20/06/2012 Comments off

Petit rappel : démos, ça veut dire peuple, cratie, le pouvoir. Donc le pouvoir au peuple, c’est comme ça qu’on aime avoir un certain contrôle sur les affaires de notre pays. Certes, pas énorme, de plus en plus rogné par les ceuss qui aiment bien aussi le pouvoir :  banquiers, hommes d’affaires, dirigeants de tout poil. Sont pas très peuple, ces gens-là, sauf pour se faire servir par lui ou le presser jusqu’à l’os. Le reste, rien à battre.
Il se trouve qu’aujourd’hui, on est au bord de se faire piquer tout ce qui nous reste de pouvoir par la grande collective des avides de pognon, les grosses banques, qui vont faire leurs choux gras de manière incontrôlable et irréversible grâce au fameux traité ou commission ou pacte ou encore mécanisme (vas-y que je t’embrouille) financier européen, le gros traité énorme que Sarkozy a concocté avec Merkel, que Mélenchon a vivement critiqué*  et pour lequel il a fustigé Hollande de s’être abstenu au lieu de le suivre.

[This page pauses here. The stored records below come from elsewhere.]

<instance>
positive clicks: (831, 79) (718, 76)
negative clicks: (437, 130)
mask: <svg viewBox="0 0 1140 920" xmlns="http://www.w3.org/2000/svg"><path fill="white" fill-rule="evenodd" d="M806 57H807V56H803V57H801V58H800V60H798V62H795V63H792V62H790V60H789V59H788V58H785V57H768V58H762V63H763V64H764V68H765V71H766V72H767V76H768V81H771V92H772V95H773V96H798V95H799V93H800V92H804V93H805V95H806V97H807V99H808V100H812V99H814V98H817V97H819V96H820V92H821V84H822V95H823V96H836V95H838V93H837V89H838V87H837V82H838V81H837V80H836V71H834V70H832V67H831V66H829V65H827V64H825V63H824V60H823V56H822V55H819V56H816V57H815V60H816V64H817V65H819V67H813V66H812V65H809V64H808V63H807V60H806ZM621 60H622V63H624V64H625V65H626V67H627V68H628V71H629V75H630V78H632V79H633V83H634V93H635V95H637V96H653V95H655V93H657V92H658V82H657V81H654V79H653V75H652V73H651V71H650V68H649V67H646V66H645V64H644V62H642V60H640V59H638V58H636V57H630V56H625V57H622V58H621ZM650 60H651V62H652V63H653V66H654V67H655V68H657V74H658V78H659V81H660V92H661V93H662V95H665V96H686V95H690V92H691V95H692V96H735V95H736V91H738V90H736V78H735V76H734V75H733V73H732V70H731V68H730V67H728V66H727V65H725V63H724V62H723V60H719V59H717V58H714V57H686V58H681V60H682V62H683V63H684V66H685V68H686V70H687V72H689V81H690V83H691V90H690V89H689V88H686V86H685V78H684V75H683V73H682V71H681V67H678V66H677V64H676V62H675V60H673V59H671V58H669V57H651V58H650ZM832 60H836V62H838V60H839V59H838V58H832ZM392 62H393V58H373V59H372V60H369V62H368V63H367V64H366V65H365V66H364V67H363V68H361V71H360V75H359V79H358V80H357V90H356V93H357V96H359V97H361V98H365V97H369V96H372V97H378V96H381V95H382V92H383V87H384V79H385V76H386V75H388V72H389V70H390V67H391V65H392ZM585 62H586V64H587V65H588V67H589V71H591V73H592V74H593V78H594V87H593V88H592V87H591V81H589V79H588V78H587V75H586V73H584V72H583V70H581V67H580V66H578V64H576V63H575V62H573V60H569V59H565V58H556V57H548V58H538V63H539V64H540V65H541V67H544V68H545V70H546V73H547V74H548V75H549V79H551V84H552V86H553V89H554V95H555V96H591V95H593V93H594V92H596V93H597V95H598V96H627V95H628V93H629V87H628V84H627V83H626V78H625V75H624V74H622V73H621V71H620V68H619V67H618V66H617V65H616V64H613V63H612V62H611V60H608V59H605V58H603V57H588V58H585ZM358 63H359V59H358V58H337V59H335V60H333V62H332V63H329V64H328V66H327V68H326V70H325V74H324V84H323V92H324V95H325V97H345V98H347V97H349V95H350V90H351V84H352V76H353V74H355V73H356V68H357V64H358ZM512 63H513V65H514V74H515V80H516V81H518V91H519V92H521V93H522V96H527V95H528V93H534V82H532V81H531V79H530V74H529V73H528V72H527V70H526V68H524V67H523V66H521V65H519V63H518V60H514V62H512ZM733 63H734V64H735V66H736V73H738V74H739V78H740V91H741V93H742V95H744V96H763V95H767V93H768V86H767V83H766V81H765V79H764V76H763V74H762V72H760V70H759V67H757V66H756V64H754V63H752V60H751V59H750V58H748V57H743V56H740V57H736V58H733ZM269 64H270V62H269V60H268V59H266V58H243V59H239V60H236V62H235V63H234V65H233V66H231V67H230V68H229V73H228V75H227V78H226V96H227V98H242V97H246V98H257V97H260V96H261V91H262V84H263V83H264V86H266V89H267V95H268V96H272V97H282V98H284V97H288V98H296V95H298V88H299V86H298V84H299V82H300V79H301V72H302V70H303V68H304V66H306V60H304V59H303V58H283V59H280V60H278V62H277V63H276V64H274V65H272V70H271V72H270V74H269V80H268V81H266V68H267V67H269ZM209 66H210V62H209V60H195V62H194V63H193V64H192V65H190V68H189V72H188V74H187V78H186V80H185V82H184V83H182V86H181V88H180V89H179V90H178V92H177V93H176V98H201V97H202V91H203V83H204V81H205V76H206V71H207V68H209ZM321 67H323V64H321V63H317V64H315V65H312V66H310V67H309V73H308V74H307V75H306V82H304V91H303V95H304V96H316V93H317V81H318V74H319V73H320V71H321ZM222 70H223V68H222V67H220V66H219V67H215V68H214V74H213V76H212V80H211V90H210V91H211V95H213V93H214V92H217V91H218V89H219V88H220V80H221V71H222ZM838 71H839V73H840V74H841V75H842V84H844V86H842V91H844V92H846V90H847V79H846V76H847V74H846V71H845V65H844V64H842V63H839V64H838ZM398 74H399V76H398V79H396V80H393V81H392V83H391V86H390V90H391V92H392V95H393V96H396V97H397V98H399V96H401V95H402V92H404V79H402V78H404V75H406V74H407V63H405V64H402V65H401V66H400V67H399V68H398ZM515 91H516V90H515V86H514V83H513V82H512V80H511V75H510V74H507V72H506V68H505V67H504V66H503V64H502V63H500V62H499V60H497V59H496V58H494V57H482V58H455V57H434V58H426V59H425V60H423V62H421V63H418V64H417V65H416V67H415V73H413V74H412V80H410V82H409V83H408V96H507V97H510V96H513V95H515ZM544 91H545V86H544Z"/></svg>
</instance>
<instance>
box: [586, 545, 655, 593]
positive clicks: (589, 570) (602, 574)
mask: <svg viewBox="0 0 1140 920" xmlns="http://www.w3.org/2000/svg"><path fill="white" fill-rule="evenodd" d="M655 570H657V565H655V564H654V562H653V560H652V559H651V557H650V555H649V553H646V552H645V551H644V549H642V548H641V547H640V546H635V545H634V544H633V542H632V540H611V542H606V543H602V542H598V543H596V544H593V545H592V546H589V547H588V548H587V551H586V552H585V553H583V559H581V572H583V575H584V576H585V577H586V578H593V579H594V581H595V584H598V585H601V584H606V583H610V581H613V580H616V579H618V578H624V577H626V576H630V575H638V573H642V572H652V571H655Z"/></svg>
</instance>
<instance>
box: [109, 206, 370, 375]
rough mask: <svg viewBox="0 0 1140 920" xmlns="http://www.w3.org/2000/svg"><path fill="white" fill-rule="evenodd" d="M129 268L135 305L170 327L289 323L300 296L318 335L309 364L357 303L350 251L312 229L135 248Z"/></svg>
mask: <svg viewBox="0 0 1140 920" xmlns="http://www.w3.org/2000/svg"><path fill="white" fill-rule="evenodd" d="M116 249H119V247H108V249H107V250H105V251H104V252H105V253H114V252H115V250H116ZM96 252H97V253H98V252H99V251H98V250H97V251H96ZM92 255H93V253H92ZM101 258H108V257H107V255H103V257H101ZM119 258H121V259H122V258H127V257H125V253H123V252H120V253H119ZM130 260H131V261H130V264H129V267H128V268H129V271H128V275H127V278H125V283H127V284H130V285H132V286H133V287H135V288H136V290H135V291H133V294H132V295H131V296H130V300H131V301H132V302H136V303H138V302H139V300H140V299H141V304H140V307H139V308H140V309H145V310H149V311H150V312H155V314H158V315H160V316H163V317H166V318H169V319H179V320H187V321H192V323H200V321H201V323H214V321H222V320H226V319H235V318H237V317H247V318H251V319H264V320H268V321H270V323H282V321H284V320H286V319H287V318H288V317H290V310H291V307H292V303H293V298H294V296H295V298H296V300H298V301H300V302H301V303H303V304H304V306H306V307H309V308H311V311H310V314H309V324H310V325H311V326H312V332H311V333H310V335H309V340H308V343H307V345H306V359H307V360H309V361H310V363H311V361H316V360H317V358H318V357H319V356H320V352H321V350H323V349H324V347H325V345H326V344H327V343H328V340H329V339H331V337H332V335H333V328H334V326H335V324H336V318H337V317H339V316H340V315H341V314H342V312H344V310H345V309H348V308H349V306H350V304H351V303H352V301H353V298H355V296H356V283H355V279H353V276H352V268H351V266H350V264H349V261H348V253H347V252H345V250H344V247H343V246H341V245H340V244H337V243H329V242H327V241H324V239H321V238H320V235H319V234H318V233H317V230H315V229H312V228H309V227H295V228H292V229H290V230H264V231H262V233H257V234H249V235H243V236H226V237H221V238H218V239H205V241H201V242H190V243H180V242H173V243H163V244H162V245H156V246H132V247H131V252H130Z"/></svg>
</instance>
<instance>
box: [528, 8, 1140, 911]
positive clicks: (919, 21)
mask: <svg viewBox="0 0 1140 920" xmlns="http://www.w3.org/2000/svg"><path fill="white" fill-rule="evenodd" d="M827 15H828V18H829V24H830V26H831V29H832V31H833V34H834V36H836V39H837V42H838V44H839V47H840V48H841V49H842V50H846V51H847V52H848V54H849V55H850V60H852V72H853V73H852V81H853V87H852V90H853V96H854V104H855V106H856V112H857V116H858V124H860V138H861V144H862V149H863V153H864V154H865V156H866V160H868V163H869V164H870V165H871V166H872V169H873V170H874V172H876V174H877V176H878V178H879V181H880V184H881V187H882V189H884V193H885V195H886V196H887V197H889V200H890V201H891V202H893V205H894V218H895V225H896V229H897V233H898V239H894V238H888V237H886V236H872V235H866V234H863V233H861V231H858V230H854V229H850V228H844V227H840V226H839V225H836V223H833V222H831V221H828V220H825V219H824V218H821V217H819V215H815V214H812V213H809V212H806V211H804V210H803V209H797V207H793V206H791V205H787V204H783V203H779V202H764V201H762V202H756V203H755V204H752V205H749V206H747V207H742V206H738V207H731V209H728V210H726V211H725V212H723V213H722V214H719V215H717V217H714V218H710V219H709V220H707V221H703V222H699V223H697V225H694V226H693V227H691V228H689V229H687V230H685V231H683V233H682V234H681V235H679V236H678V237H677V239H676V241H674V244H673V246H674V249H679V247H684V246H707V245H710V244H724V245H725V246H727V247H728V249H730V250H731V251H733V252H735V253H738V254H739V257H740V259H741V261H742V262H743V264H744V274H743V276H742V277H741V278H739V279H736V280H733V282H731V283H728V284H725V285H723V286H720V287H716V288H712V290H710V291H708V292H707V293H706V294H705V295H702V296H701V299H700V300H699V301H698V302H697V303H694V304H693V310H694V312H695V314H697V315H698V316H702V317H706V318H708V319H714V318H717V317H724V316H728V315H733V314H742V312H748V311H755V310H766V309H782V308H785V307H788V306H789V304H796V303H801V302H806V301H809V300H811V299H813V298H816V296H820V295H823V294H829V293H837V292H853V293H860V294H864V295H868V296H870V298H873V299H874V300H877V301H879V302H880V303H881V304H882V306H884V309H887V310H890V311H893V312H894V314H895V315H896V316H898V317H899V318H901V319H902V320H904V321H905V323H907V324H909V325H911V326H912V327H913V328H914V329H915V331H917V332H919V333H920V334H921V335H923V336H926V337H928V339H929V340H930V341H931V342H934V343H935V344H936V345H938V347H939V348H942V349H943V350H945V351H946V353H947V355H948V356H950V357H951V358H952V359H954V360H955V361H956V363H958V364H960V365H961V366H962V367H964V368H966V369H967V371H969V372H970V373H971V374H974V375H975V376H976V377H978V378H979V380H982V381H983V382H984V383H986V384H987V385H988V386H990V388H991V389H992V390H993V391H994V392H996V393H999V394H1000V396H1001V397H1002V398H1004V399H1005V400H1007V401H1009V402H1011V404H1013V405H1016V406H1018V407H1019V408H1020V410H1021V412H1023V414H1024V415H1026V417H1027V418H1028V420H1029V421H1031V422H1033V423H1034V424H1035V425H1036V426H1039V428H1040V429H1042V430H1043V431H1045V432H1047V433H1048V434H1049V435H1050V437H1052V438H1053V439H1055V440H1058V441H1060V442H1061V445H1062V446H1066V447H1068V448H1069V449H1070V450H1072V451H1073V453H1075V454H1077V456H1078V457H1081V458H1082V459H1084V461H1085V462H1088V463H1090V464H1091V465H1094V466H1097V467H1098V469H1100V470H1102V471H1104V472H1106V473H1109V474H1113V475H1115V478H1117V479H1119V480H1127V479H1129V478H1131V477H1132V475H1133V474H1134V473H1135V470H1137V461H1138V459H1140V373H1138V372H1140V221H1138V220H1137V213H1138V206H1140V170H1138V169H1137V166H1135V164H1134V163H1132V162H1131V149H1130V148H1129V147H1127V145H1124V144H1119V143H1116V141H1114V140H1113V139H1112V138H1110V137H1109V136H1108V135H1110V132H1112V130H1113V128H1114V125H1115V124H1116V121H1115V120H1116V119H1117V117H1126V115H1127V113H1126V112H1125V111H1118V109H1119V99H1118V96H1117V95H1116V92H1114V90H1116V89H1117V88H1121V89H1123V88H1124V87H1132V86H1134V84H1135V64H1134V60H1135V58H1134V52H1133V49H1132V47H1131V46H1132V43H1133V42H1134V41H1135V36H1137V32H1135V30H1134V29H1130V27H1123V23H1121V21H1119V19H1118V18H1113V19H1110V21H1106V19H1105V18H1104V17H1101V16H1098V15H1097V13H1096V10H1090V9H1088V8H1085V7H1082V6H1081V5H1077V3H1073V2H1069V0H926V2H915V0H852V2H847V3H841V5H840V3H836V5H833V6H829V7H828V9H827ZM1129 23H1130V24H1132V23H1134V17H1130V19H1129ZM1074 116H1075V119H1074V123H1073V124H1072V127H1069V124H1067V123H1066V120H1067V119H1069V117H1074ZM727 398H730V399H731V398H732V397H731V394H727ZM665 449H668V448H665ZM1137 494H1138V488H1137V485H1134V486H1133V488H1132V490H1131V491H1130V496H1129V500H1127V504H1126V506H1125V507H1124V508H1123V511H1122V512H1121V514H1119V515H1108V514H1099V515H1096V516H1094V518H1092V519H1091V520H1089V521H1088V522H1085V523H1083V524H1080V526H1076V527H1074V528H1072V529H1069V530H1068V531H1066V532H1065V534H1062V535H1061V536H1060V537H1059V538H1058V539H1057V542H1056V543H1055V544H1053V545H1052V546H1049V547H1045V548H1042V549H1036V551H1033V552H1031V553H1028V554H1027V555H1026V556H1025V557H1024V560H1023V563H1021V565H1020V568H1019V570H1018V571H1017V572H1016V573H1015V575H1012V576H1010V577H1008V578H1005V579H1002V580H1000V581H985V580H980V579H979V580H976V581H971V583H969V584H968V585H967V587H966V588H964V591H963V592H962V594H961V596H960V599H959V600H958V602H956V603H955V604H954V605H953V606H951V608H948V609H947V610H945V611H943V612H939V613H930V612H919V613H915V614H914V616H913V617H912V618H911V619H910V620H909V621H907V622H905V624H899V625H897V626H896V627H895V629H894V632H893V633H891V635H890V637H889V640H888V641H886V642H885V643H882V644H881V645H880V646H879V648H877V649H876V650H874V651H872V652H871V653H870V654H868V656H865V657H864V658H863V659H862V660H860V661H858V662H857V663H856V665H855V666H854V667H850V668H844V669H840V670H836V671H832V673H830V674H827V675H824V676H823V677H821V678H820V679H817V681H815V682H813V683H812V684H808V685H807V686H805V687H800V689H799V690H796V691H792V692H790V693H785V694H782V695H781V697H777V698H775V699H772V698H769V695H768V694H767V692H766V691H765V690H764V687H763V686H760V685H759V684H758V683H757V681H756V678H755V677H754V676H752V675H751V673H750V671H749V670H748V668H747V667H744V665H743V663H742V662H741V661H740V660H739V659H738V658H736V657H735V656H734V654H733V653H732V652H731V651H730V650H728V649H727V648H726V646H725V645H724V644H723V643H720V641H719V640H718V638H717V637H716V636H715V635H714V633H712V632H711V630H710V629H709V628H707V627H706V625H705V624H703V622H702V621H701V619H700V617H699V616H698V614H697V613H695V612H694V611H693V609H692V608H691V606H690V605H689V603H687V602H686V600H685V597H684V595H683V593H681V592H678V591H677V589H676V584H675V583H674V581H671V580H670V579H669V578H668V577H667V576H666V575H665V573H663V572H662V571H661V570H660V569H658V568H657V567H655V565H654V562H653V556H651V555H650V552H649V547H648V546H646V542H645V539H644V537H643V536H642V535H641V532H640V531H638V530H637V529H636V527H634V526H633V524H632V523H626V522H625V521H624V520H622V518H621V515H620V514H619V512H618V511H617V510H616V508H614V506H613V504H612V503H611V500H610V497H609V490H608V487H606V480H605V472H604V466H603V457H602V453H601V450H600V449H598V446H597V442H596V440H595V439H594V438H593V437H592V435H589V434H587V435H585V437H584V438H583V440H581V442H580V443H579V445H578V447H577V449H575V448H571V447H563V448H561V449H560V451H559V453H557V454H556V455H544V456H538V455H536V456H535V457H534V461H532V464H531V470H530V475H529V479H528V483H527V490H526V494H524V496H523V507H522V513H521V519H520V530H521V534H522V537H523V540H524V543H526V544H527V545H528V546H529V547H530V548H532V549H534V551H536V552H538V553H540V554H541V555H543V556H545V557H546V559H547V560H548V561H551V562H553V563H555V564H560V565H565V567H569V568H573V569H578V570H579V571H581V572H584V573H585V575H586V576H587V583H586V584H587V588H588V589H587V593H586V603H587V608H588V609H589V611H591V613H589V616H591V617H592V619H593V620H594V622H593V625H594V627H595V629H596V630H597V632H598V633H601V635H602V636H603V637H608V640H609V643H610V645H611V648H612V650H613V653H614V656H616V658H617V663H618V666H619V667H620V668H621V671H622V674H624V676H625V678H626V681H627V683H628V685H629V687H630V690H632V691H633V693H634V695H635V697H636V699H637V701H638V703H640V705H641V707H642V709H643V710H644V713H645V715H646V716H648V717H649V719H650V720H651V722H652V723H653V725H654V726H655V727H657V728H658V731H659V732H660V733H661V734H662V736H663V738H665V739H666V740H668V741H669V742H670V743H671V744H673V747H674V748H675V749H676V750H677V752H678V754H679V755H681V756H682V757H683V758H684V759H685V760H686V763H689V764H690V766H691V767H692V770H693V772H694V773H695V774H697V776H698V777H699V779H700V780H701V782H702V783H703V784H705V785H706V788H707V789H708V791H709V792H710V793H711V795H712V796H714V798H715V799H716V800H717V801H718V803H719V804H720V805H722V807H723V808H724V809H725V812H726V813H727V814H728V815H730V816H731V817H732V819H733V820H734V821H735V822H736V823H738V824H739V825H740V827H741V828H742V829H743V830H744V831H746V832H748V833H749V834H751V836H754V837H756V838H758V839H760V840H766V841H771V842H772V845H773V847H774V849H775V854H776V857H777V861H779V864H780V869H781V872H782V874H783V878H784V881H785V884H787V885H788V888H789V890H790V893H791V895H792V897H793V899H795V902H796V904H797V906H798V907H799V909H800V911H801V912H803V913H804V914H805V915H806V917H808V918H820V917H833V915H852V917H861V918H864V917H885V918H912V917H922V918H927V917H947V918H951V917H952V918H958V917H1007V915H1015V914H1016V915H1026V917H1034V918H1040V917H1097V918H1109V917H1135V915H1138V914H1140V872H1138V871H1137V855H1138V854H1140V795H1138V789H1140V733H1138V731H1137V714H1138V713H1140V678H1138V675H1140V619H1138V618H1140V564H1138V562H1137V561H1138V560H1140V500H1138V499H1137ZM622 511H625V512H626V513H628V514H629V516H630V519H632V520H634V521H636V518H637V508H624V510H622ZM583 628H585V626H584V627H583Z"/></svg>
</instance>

Un article détaillé est à lire ici sur l’aberration de ce pacte. Un passage est assez édifiant sur l’omnipotence et l’immunité totale de ses gouverneurs / administrateurs qui deviendront intouchables  :
« Last but not least : le MES et ses dirigeants agiront dans l’impunité totale : « Le président du conseil des gouverneurs, les gouverneurs, les gouverneurs suppléants, les administrateurs, les administrateurs suppléants ainsi que le directeur général et les autres agents du MES ne peuvent faire l’objet de poursuites à raison des actes accomplis dans l’exercice officiel de leurs fonctions et bénéficient de l’inviolabilité de leurs papiers et documents officiels », stipule l’article 35 (immunité des personnes) [7]. Seul le directeur général peut lever l’immunité d’un employé du MES. Et seul le conseil des gouverneurs peut faire de même pour les gouverneurs et les administrateurs. En clair : le linge sale sera lavé en famille et en toute discrétion. En cas de litige entre le MES et l’un de ses États membres, ce sera la Cour de justice européenne qui tranchera. C’est la seule occasion où une institution extérieure peut intervenir sur ce qui s’y déroule. »

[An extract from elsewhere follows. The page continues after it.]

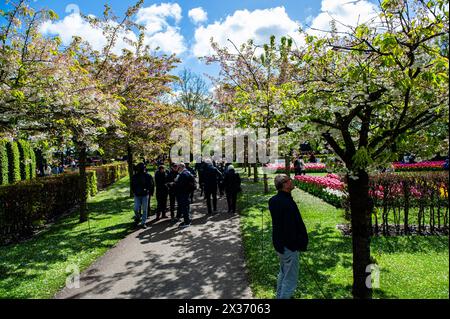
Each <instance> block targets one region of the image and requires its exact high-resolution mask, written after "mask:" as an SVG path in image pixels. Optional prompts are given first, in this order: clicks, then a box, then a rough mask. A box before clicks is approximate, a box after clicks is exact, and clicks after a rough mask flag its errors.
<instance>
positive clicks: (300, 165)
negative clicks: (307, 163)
mask: <svg viewBox="0 0 450 319" xmlns="http://www.w3.org/2000/svg"><path fill="white" fill-rule="evenodd" d="M294 169H295V175H306V171H305V161H304V160H303V156H299V157H298V158H297V159H296V160H295V162H294Z"/></svg>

Sympa, non ? Pour éviter de se faire voler la démocratie par les ploutocrates, signez la lettre ouverte à François Hollande, formulée par la Fondation Copernic, asssortie d’une pétition.
Et merci de la faire circuler.

texte et illustration  dominique cozette

PS du lendemain : j’ai retiré le lien sur Mélanchon car il avait l’air viral. Mais il est visible sur le net à Mélanchon MES sur Google.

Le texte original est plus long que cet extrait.